I will always give short films a go but I must admit that the films produced under the mantle of `Short Story Cinema' are not much cop. They seem to not really be worried about making them very good - none of them really feel like they have a great sense of style and the substance of most is lacking. The Witness is another in the series of lacking shorts that were part of this stable. The film trades wholly of the fact that the holocaust is an emotional, moving and tragic event in our history. For that reason the film's whole plot is the fact that the young soldier cannot stand the judging of those innocent young eyes each time - no dialogue and no emotion of it's own. Without a story it uses history to draw out feelings in the audience - a rather cheap trick that is effective but lazy. I didn't expect characters but I expected more than just the basic stirring up of real feelings - it is not a film to simply state `this happened, how awful'.
The cast is actually quite good however - even if they don't really actually say anything or deliver emotion that well.

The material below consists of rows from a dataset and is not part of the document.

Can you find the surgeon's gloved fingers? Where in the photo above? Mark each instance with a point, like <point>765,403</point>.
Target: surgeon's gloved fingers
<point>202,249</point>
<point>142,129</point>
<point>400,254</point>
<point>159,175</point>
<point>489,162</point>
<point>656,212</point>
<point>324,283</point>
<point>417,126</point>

Sinise is OK and delivers a cruel role with a good lack of `evil' to him. A young Elijah Wood shows that he has always had Frodo's big wide watery eyes; all he does here is stare with the `pain of generations' in his eyes. I think certainly Sinise knew that history is able to do the emotional work for him and, like the director, was happy to let that do the work.
Overall, a worthy subject but one that is not delivered very well, instead the film just trades off the feelings that the systematic murder of the Jews stirs in us all. As a short film it is worth seeing once but it is far too simplistic and lazy to really engage even if the subject is moving. Not a good film but worth a watch - just a shame that it trades on the `look at this' school of filmmaking.